Regardless of President Trump’s fate in the impeachment inquiry, his presidency has exposed serious fissures in our system of government that require repair — especially when it comes to the integrity of government research. Nothing illustrates that better than “SharpieGate,” an absurd incident in early September during which the White House reportedly ordered top weather officials to back the president’s claim that Hurricane Dorian would hit Alabama.
This isn’t the first time this administration has retaliated against scientists for doing their jobs. The Agriculture Department recently decided to relocate an entire staff of career economists from Washington, D.C., to Kansas City after they published reports on the financial harms of Trump’s trade policies. The Interior Department moved a climate scientist to an accounting role after he stressed the dangers of climate change to Alaska’s Native communities. A recent tally by the Union of Concerned Scientists listed more than 120 attacks on science by the Trump administration.

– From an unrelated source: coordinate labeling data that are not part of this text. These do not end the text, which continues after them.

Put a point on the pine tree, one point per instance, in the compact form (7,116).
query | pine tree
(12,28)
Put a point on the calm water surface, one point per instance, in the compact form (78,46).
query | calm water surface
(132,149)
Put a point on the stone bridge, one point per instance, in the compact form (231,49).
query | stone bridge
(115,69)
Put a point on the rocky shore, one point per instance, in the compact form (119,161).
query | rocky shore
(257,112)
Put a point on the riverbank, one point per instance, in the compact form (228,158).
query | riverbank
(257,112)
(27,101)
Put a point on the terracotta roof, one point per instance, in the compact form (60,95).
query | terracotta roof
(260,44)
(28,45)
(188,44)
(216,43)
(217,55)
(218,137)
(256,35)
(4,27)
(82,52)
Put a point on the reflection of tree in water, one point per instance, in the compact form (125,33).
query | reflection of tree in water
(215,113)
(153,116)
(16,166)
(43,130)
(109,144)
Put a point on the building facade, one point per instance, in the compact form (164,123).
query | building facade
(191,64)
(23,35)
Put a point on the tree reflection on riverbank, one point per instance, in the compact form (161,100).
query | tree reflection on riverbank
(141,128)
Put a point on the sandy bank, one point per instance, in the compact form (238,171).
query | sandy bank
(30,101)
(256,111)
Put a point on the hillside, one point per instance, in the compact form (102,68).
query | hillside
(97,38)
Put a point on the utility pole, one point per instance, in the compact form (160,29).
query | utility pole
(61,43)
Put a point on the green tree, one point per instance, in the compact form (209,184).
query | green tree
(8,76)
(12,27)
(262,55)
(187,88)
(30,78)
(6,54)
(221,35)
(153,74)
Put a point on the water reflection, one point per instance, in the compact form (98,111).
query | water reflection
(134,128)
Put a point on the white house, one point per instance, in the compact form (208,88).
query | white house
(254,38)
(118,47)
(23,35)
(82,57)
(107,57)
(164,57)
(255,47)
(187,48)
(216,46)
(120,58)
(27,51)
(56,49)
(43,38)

Clearly, the informal rules and guardrails that used to rein in political attempts to interfere with data and research can no longer be trusted. Congress must turn these norms into law.
Government science matters. It put Americans on the moon. It helped create the Internet. And today, it helps the government protect the environment, improve our water and food safety, and provide the economic data that help businesses and investors make wise financial decisions. It provides advance warning when we’re in Mother Nature’s dangerous path.
How can we protect the integrity and rigor of government science and research from executive abuse in these polarizing times? Today, the National Task Force on Rule of Law and Democracy, a nonpartisan group of former government officials and policy experts that we co-chair, released a report on protecting the integrity of government science and research, complete with narrowly tailored recommendations for codifying these norms into law.
The Trump administration’s abuses are extreme, but this White House is far from the first to lay siege to government scientists. Our new report documents how the current and previous administrations have manipulated the findings of government scientists, suppressed government research they did not like from reaching the public, retaliated against career government scientists for upholding the integrity of their work and invited special interests to help shape government research.
For instance, political officials at the Environmental Protection Agency during the Obama administration made last-minute changes to a report highlighting the dangers of fracking on drinking water by downplaying the risks. Fortunately, the EPA scientists pushed back, and the edits were removed from the final report. In 2008, NASA’s inspector general published a report describing how the agency’s public affairs office suppressed climate-change science and barred a top scientist, James Hansen, from speaking to the media. During this episode, a politically appointed public affairs officer rejected an NPR producer’s request to interview Hansen, arguing that his job was “to make [President George W. Bush] look good.”
In response to these and other abuses, our task force proposes concrete ways for legislators to protect and preserve scientific integrity from executive power.
First and foremost, Congress should pass scientific integrity standards for the executive branch and require agencies to create policies that guarantee these standards. These policies would apply both to employees and contractors who conduct research for the federal government directly, as well as federally funded research and development centers. At their most basic, these standards would ensure that the science conducted at these agencies is free from politics, ideology and financial conflicts of interest.
Congress must also protect scientists and their work from interference by political appointees. It can do this by requiring agencies that conduct scientific research to articulate clear standards for how political officials interact with career researchers about their work and establishing mechanisms for transparency and accountability in those interactions.
And if political appointees break the rules, their misconduct cannot be tolerated. To ensure accountability and deter corruption, Congress should pass legislation that makes it unlawful for government officials to tamper with or censor federally funded scientific research or data for personal, financial, or partisan political gain. Congress should also prohibit officials from disseminating scientific information that they know is false or misleading, and legislators must bar retaliation against government researchers for doing their work.
Reforms like these and others outlined in the report are crucial to a society that values the scientific method as critical to the public good.
No one political party has a monopoly on science. Congress should demonstrate as much by shielding government scientists and their work from politicization. Our collective futures depend on these reforms, no matter who occupies the White House in the future.
Preet Bharara is the former U. S. attorney for the Southern District of New York. Christine Todd Whitman, president of the Whitman Strategy Group, was administrator of the Environmental Protection Agency and governor of New Jersey. They are co-chairs of the National Task Force on Rule of Law and Democracy housed at the Brennan Center for Justice.